In New Orleans, Fountain opened his first Bourbon Street club in 1960, later moving to a larger location on the bawdy thoroughfare before settling in for a long run at the nearby Hilton on Canal Street in the 1970s.

In a tradition-filled city, his annual trek through the French Quarter with his "Half-Fast Walking Club" was a raucous New Orleans ritual -- one he rarely missed even when he was in failing health.

Fountain, who often split time between the New Orleans area and the Mississippi Gulf Coast, lost his Bay St. Louis, Miss., home when Hurricane Katrina hit in August 2005. But he stayed upbeat. Late in 2005, after several temporary homes, he settled in Hammond, La., telling The Daily Star newspaper, "We went from 10,000 square feet to 1,500. That's really what you would call downsizing."

Fountain started playing professionally on Bourbon Street in his teens. He once called the street of strip clubs, music joints and bars his "conservatory." In his early years, he toured nationally with the Dukes of Dixieland and the late trumpeter Al Hirt. But he gained fame in 1957 when he joined The Lawrence Welk Show as a headliner.

He expressed deep appreciation for the exposure Welk gave him and his music. Still, Fountain joked that his Bourbon didn't mix with Welk's champagne.

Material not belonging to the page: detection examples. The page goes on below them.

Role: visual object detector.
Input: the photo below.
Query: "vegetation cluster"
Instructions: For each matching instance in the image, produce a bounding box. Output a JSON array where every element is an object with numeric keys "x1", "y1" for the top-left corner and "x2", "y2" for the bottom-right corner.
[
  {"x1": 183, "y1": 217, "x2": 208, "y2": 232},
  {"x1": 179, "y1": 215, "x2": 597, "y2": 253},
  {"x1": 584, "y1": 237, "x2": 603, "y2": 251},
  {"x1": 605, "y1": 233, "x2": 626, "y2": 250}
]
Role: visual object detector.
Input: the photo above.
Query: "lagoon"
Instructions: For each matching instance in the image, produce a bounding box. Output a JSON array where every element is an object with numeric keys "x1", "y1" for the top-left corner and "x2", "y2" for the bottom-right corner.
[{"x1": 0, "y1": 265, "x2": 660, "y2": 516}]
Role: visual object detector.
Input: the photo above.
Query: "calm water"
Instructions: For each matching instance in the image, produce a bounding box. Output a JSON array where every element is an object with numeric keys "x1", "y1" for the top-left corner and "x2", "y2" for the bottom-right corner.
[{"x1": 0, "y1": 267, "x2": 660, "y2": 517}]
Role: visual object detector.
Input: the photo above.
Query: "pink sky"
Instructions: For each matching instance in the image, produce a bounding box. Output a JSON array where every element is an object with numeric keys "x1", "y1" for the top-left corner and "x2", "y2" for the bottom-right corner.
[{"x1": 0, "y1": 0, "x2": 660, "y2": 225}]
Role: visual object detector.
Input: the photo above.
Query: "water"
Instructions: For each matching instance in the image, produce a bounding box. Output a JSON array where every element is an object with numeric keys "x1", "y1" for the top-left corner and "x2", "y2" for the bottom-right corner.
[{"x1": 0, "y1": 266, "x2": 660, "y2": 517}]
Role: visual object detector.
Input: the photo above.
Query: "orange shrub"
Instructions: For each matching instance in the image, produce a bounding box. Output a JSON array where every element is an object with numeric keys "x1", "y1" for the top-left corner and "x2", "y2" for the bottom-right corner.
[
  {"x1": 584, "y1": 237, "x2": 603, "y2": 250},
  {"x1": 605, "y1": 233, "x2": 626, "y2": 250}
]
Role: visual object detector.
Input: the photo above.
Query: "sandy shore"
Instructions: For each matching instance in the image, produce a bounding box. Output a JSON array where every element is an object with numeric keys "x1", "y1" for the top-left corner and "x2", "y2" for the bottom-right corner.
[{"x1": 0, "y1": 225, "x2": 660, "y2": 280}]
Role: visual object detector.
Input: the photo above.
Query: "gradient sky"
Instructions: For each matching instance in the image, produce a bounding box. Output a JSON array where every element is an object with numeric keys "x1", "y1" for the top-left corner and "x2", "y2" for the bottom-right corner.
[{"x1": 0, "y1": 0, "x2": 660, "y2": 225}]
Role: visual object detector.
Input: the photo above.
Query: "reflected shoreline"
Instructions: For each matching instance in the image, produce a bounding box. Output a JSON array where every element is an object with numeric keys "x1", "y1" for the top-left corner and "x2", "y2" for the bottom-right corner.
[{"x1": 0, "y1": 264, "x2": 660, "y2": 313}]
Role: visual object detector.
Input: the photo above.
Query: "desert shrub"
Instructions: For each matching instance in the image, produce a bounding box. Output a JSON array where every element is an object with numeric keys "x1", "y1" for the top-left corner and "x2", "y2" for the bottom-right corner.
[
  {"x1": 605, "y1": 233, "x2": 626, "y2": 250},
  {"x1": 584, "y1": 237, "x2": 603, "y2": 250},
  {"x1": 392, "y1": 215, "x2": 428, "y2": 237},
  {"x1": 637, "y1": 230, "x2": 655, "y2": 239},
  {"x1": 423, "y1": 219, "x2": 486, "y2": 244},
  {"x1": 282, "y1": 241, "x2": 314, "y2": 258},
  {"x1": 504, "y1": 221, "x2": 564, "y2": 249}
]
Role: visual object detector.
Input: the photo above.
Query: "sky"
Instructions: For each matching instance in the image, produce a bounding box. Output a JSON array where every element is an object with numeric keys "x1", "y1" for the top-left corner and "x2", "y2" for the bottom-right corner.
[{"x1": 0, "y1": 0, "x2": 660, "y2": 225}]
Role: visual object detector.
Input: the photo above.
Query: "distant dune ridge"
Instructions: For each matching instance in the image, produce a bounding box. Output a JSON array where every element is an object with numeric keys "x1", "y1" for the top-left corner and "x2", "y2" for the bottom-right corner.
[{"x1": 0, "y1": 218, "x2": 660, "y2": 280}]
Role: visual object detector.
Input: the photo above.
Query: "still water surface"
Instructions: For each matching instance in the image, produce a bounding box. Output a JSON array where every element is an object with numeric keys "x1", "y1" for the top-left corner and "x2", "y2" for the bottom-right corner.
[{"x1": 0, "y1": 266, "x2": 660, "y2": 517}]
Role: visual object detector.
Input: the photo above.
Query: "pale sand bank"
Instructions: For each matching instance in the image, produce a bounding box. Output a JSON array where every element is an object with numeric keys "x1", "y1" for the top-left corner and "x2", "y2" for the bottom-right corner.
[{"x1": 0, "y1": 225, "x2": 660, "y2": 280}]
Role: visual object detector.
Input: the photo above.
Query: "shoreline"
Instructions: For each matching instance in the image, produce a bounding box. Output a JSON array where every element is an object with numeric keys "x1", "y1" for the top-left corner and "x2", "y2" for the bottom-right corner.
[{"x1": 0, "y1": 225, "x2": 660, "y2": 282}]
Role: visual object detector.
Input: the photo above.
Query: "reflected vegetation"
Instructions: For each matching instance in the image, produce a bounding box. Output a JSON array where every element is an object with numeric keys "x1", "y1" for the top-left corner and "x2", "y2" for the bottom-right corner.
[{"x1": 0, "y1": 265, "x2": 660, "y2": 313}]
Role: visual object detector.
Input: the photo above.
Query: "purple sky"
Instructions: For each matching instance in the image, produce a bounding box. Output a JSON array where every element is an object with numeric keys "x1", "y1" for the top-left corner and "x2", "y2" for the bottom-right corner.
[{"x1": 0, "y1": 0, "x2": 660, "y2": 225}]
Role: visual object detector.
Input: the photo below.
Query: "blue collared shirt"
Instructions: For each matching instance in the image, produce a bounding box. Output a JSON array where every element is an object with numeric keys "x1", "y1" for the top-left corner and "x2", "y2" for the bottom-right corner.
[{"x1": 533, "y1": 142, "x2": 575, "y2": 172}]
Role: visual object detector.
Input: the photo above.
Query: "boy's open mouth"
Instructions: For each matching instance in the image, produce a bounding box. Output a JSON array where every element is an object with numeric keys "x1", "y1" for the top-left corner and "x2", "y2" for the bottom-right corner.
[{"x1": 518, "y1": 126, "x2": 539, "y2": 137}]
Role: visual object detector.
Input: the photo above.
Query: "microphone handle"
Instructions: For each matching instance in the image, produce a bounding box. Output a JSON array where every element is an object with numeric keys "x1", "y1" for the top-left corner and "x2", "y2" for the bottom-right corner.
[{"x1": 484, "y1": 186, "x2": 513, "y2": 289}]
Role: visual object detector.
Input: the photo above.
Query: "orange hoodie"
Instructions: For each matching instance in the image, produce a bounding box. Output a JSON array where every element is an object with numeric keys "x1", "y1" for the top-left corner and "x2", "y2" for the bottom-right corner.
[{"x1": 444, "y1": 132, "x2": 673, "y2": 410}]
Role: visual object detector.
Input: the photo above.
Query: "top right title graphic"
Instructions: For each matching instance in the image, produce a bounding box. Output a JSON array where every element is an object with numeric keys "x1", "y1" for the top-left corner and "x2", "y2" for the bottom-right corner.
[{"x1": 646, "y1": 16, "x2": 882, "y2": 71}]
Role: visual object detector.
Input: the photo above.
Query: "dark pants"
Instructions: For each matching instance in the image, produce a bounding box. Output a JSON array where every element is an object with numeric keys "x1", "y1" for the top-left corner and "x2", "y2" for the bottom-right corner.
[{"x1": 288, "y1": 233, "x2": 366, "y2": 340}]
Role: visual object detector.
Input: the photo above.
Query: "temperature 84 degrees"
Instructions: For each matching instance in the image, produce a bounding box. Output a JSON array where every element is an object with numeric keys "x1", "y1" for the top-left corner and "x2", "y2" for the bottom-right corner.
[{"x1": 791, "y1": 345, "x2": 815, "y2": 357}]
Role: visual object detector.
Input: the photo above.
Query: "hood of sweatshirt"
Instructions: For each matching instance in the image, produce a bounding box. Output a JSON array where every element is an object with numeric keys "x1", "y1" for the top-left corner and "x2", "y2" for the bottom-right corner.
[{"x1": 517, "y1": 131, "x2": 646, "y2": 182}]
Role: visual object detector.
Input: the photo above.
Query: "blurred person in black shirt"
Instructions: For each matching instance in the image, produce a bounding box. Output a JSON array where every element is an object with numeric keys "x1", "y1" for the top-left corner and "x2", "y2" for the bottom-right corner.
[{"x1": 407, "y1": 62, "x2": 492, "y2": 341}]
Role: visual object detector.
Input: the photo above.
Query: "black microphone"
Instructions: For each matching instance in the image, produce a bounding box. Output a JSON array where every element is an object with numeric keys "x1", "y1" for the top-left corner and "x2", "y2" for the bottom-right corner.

There was, for example, the night Fountain overfilled the bubble machine, stranding Welk on live television in a storm of blowing bubbles.

Fountain's freewheeling personality and swinging performances contrasted sharply with Welk's rigidly orchestrated polkas and pop hits. The breakup came in 1959 after Welk chastised him for jazzing up an arrangement of "Silver Bells" in a Christmas performance.

Fountain's recording of "Just a Closer Walk With Thee" sold more than a half-million copies in 1959. It stuck as an unofficial theme song, and he even called his autobiography A Closer Walk. His version was so popular that he half-complained that audiences wouldn't let him off the stage without his playing it again.

Fountain and his wife, Beverly, were to celebrate their 65th wedding anniversary in October, Harrell said.